As mãos secas como um morto, frias como um morto, se esqueceram da memória do toque. Pouco servem, esquecidas até de si mesmas.
Esquecidas sobre o corpo, abertas, no perpétuo pedido que não vem.
A linha da vida é fraca, da sorte é torta e do coração –
A voz não apazigua. Traça, inútil, ensaios da pele. Se espalha no chão querendo ser grande. Pobre.
Diz pouco por pensar que só vale dizer a quem não precisa ouvir, pois já sabe.
Tão longe encontros que não se mede a olho.
Tão perto que também.
04:32 Decide cortar as unhas do pé
04:34 Termina um pé.
Decide terminar o outro depois de um cigarro.
04:35 Acende o cigarro.
04:37 Fantasia uma grande encomenda de romances autobiográficos.
04:38 Se pergunta se poderia publicar como Suzana Flag.
Se esquece de cortar as unhas.
04:39 Apaga o cigarro.
04:40 Decide parar de fumar
04:42 Decide não publicar como Suzana Flag.
Acende o cigarro.
A náusea cobre tudo.
Cobre o corpo de abraços. A náusea cobra.
Diz ao pé do ouvido que tudo passa, basta o tempo.
Não atenta para que a falta seja de tempo. De ouvir. De tudo que vêm.
Não diz a ninguém que onde ela quer chegar se chega só.
As observações in loco da grande festa de aniversário não poderão ser utilizadas como parâmetros normatizados, visto que as cinzas, o vazio e um grande delírio de grandeza cobriam todo o chão da grande festa de aniversário.
O aniversariante esclarece que a falta de convidados é causada apenas pela ausência da lista de presença. Ver anexo 3.

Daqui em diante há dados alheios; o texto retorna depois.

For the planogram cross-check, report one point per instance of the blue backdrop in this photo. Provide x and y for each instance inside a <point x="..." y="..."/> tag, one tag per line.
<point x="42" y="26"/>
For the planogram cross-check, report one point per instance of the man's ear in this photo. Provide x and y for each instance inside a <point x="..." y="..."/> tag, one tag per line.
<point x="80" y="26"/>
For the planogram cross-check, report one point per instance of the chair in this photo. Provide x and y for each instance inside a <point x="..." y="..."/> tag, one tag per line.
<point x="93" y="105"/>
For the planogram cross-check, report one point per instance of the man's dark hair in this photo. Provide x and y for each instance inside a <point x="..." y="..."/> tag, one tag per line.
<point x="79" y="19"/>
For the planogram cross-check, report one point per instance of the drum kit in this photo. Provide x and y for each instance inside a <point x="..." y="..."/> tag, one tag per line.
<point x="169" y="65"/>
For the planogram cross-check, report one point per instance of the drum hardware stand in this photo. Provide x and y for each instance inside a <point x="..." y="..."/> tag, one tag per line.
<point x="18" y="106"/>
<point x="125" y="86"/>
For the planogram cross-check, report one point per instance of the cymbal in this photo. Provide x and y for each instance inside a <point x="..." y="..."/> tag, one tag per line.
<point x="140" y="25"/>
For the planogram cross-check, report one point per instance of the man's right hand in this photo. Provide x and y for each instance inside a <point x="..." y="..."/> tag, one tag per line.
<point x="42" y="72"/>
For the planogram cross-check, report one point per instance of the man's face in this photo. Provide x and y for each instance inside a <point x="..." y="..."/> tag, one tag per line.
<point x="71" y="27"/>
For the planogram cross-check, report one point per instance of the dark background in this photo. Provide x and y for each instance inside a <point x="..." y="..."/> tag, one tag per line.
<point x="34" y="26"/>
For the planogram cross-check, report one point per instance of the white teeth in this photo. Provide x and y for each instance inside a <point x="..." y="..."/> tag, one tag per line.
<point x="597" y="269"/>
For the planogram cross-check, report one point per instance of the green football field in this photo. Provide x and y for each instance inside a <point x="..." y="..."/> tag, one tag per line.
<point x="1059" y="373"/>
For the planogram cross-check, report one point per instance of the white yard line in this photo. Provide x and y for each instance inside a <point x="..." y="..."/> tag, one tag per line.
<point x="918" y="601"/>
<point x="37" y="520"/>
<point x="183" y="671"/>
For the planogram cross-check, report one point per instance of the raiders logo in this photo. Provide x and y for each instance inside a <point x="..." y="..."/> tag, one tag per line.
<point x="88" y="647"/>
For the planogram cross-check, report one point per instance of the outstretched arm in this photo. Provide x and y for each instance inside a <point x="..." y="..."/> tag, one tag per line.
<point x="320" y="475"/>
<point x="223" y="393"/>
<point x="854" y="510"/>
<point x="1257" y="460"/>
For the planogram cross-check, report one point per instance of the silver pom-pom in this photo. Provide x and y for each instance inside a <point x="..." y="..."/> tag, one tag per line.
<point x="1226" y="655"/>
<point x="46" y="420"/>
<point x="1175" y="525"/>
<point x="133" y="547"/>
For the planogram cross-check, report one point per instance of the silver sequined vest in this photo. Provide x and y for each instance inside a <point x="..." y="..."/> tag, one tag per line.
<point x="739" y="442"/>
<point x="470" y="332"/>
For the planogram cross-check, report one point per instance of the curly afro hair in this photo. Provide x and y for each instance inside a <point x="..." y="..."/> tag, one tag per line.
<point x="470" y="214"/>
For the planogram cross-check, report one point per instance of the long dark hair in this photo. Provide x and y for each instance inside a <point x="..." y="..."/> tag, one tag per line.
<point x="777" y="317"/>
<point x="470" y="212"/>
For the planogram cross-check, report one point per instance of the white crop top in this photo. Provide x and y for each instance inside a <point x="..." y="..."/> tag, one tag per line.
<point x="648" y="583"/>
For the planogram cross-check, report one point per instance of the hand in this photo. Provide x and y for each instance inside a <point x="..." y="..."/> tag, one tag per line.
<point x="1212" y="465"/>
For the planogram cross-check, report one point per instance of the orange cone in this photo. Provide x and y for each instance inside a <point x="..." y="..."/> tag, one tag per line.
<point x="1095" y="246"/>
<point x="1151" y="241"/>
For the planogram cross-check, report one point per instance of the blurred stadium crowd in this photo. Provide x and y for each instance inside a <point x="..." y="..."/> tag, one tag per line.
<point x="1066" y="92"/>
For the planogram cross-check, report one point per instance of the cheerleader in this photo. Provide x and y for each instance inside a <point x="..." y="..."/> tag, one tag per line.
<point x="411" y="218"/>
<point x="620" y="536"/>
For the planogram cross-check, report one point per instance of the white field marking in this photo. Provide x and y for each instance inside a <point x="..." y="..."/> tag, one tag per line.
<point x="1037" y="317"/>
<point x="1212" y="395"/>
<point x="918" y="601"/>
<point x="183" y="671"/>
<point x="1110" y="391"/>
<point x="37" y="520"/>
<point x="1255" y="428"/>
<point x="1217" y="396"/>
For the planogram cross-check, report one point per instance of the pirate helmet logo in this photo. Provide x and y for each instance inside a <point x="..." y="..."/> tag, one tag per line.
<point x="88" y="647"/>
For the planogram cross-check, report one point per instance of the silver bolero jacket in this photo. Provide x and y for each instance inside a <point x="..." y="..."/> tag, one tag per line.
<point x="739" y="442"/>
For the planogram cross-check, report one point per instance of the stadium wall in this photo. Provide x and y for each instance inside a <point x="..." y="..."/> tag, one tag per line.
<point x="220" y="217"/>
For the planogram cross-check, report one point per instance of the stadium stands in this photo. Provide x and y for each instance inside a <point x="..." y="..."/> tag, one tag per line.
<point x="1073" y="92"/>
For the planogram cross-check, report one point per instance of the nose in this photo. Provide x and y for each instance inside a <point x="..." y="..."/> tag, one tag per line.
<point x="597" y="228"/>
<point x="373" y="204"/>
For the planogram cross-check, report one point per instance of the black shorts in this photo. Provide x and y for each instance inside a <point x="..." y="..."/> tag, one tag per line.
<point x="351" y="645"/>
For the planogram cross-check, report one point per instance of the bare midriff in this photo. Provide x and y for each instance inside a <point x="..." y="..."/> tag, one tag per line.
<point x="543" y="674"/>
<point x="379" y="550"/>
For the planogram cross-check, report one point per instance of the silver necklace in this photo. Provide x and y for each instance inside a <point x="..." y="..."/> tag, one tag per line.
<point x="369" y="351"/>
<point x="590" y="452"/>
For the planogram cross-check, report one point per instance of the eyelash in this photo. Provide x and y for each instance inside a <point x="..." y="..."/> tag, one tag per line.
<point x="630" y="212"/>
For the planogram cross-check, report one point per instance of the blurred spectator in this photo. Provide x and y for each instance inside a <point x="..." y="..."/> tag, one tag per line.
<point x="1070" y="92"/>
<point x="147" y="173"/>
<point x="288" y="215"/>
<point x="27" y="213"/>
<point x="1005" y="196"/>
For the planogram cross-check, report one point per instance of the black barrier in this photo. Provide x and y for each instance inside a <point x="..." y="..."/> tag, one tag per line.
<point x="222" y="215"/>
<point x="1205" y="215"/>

Pedia pouco. Bastava um dia que fosse eterno.
Um amor, casto e breve.
Dos que duram um sorriso.
Da identificação do outro, de espanto, pelo olho que cruza na multidão.
Do dizer sim quando tudo diz não.
Como a cadeira vazia na sala.
Mas disse que a cadeira não é cadeira. É signo.
05:12 Entretém a si mesmo a ideia de ser erudito
Brinca, displicente, com pênis flácido
Não percebe que sua última ereção foi há 3 meses
05:15 Não se lembra de não ter dado a devida importância
Não percebe que todos seus gestos são herméticos
05:17 Decide dormir.
05:21 Lembra.
05:46 Lembra.
06:33 Pede.
07:00 Desiste de dormir.
Acende o cigarro.
Percebe que se esqueceu de cortar as unhas.
07:03 Tenta começar.
07:05 Desiste.
Não sabe de quê.
A tranca das portas.
As janelas opacas de pó. O pouco.
É o que temos.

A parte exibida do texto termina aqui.